Obama drops rule aimed at immigrants' bosses
Bob Egelko, Chronicle Staff Writer
Thursday, October 8, 2009
(10-08) 13:50 PDT SAN FRANCISCO -- The Obama administration has repealed a rule that would have threatened employers with prosecution unless they fired workers whose Social Security numbers did not match entries in a government database, ending a two-year battle in a San Francisco federal court.
Although the Department of Homeland Security formally withdrew the "no-match" rule Wednesday, the administration is supporting another program enabling employers to check workers' names against electronic records that are supposed to screen out illegal immigrants.

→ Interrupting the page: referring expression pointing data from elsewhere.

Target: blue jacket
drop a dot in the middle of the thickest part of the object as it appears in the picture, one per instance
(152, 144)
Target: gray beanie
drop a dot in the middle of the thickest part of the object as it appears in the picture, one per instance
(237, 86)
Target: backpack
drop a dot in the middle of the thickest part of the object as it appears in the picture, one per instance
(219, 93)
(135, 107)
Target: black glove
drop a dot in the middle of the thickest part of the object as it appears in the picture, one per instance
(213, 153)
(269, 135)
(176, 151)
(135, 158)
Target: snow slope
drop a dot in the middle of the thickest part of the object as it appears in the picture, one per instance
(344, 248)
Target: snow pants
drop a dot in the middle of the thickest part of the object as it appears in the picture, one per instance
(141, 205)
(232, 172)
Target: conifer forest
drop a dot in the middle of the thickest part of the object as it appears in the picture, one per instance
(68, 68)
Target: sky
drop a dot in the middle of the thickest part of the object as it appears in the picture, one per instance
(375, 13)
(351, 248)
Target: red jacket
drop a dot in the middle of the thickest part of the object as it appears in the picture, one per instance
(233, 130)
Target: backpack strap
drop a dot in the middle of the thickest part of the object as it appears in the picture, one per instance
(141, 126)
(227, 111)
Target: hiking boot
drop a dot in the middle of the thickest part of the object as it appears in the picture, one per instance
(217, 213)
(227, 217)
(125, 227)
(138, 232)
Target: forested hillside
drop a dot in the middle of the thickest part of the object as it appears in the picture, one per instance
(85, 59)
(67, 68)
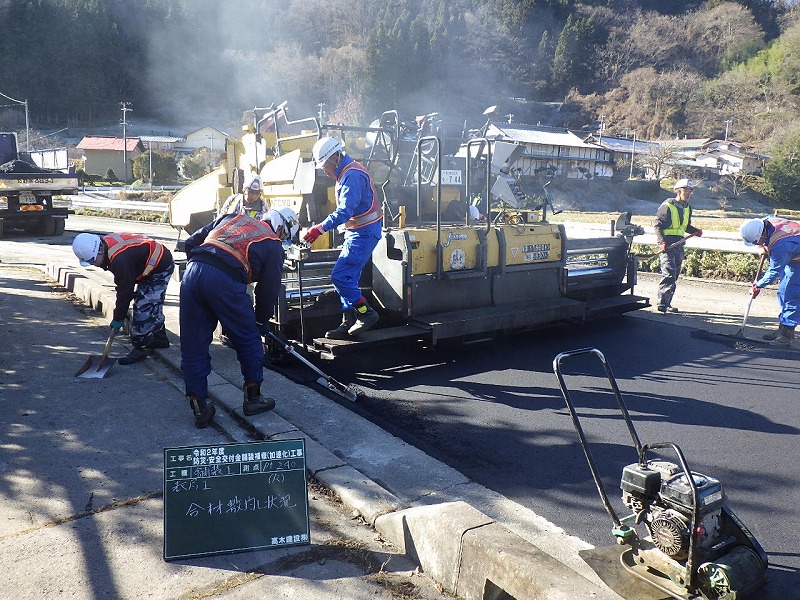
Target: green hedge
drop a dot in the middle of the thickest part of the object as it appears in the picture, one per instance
(707, 264)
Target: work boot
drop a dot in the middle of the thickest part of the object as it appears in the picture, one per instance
(786, 335)
(136, 354)
(203, 411)
(340, 333)
(366, 317)
(253, 402)
(159, 339)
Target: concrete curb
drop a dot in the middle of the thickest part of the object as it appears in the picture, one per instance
(467, 552)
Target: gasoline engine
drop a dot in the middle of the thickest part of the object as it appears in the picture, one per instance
(681, 535)
(729, 561)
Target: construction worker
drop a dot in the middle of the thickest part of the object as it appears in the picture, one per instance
(223, 258)
(359, 211)
(780, 240)
(673, 220)
(284, 222)
(249, 202)
(142, 268)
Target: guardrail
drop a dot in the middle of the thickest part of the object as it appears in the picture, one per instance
(105, 203)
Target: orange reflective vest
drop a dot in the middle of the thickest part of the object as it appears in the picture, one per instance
(117, 242)
(237, 235)
(374, 212)
(783, 229)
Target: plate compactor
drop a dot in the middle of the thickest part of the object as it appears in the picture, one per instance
(681, 536)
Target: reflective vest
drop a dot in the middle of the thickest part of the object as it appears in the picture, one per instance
(678, 226)
(783, 229)
(235, 237)
(237, 202)
(373, 213)
(117, 242)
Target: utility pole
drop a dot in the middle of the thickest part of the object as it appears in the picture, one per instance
(125, 108)
(27, 120)
(150, 153)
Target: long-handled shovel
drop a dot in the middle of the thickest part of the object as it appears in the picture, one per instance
(324, 380)
(740, 333)
(96, 367)
(670, 247)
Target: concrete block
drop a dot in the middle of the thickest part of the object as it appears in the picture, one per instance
(432, 536)
(359, 492)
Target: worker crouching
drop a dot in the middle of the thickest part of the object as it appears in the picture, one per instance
(780, 240)
(222, 259)
(142, 268)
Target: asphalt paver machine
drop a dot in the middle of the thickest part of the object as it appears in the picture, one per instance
(681, 538)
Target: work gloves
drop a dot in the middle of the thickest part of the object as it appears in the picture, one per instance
(312, 234)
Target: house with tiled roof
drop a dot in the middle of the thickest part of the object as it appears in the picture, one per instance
(205, 137)
(553, 152)
(104, 152)
(726, 157)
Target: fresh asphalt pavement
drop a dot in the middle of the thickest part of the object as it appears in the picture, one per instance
(358, 448)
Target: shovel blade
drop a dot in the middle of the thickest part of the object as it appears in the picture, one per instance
(95, 367)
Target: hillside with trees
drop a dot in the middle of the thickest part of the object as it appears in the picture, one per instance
(661, 68)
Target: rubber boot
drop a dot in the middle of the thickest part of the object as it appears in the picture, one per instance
(786, 336)
(136, 354)
(253, 402)
(340, 333)
(203, 410)
(365, 318)
(159, 339)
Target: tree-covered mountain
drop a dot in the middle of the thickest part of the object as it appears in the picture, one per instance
(661, 68)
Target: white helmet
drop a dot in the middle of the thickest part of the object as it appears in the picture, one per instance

That program, E-Verify, is voluntary for most employers but mandatory for the 170,000 companies holding federal contracts and for their subcontractors. This week, a House-Senate conference committee voted to extend E-Verify for three years.
The U.S. Chamber of Commerce is challenging the scope of the program in a Maryland federal court.
"E-Verify has many of the same problems as no-match," said Chris Calabrese, legislative attorney for the American Civil Liberties Union, which took part in the San Francisco lawsuit. Although employers are not threatened with prosecution under the program, he said, thousands of workers are in danger of losing their jobs based on "databases that are not terribly accurate."